Government departments are already facing a squeeze, with inflation also eroding the spending power of Whitehall budgets, which are set in cash terms.

OBR figures show that unprotected areas of government spending, such as prisons, courts and local councils, already face a £19.1bn real terms cut over the next five years on current plans.

Should borrowing costs rise further those departments would have even less to spend, says Paul Dales, chief UK economist at Capital Economics.

“That is going to be an issue from 2025-26 onwards and a problem for whoever wins the next general election,” he says.  

Voters already finding that burglaries are going unsolved, GP appointments are impossible to come by and their bins are only collected every three weeks may struggle to accept such a reality, adds Dales.

“There’s a sense out there that public government departments have not been able to deliver the level of service that the public expects from them,” he says.

He also warns that Labour will face an even tougher time making the sums add up.

“I think it is going to be particularly a big issue should Labour be next in government because typically Labour would want to spend more on public services to improve their provision. According to the current fiscal figures, they’re not going to be able to unless they manage to raise taxes from other areas to fund them.”

However, there could also be some windfall should the OBR’s predictions for how much interest rates will fall prove to be too cautious.

“It’s probably not quite as bad as the OBR expects but it’s nonetheless the case that the government should get used to having to pay out more in debt interest payments than it has been used to for a while,” Dales says.

Either way, the outlook may not be as bright as Hunt would like you to believe.

Of course, the size of Britain’s debt pile would be less of a headache if the economy was growing faster.

Richard Hughes, chairman of the OBR, warned that even this would remain a challenge. He said economic growth was likely to remain anaemic in the short term, with the UK suffering an “unpleasant” combination of high interest rates and low growth that made the outlook for the UK economy worse compared with other rich economies.

He said: “We have a worrying configuration of American-style interest rates, but European-style growth.
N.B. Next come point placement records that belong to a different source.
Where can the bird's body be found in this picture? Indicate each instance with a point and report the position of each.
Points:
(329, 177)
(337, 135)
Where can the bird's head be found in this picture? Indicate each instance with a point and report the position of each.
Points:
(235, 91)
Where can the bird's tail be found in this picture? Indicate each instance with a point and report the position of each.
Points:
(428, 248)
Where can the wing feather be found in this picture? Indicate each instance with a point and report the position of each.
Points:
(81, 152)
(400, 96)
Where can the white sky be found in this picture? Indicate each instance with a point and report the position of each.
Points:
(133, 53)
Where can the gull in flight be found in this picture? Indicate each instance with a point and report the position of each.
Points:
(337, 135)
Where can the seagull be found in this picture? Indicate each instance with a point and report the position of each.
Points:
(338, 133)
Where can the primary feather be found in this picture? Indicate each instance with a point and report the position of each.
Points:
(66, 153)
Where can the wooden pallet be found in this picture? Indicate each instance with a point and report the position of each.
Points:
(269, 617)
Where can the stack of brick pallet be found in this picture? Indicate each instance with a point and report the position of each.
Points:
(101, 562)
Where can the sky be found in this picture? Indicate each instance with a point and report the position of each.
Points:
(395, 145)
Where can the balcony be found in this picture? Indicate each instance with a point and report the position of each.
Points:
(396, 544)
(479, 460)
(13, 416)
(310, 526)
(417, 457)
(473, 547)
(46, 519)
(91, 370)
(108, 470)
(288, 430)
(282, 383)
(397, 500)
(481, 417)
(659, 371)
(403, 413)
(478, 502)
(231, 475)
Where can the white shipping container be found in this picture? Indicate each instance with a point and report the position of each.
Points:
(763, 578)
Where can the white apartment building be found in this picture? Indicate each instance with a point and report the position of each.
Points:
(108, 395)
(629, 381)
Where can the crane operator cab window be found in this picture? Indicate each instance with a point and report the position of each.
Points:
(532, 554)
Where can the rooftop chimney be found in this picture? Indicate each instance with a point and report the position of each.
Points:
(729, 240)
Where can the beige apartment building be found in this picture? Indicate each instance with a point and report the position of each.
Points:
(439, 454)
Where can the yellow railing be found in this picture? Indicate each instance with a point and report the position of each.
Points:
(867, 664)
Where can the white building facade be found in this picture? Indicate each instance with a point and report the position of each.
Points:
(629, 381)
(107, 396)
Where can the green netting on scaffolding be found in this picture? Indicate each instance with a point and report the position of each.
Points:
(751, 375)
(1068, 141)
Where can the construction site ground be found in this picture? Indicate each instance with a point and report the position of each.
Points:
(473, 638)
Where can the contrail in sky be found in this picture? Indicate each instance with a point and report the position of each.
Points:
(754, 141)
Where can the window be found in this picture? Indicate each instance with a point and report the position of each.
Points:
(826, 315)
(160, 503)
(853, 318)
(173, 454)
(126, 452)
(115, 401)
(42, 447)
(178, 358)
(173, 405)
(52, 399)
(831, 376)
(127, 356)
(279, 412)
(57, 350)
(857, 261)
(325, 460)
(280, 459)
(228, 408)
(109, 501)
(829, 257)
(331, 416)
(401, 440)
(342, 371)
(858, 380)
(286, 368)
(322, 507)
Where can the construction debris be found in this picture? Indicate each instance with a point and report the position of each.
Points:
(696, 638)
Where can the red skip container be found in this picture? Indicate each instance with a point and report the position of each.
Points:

And so the dynamics are looking particularly unpleasant for us as a G7 member because we’ve got relatively high interest rates, but we haven’t got the American growth to go with it.

Hunt argues cuts to National Insurance and businesses taxes will help to push up growth, alongside 100 other measures.

“It’s completely wrong to say that I’m relying on some sort of growth fairy in the future,” he told the BBC, adding that his economic growth policies will “increase business investment by £20bn”.

“I could have done a lot of things with the headroom I have,” he said. “But as a Conservative I believe lower taxes are how we grow the economy.”

However, the OBR believes he is swimming against the powerful tide of an ageing population and a rise in the share of Britons with long-term health conditions.

The Chancellor was keen to stress within the first two minutes of his Autumn Statement speech that “our choice is not big government, high spending and high tax because we know that leads to less growth, not more”.

But the IFS’s Johnson believes Hunt may have to eat those words, with the UK’s demographic decline suggesting taxes will be permanently higher.

“Taxes over this parliament have risen by 3pc or 4pc of national income from where they have been for a very long time,” he says. “The forecast I’ve made is that they won’t go back down in my lifetime to where they have been over the first five decades of my life.

“It’s not because this is a government – or indeed any government – particularly wants a massive state and a massive tax burden. But we are going to be spending more on health going forward.”

Johnson adds that the NHS Workforce plan published this year that could see one in 11 workers in England working for the NHS by 2037 will cost 2pc of national income in the medium term on its own.

“We are going to be spending more on pensions,” he says. “And of course, we have a very high level of debt and therefore debt interest spending, so my guess is that we are in a new equilibrium in terms of the scale of tax and spending going forward.”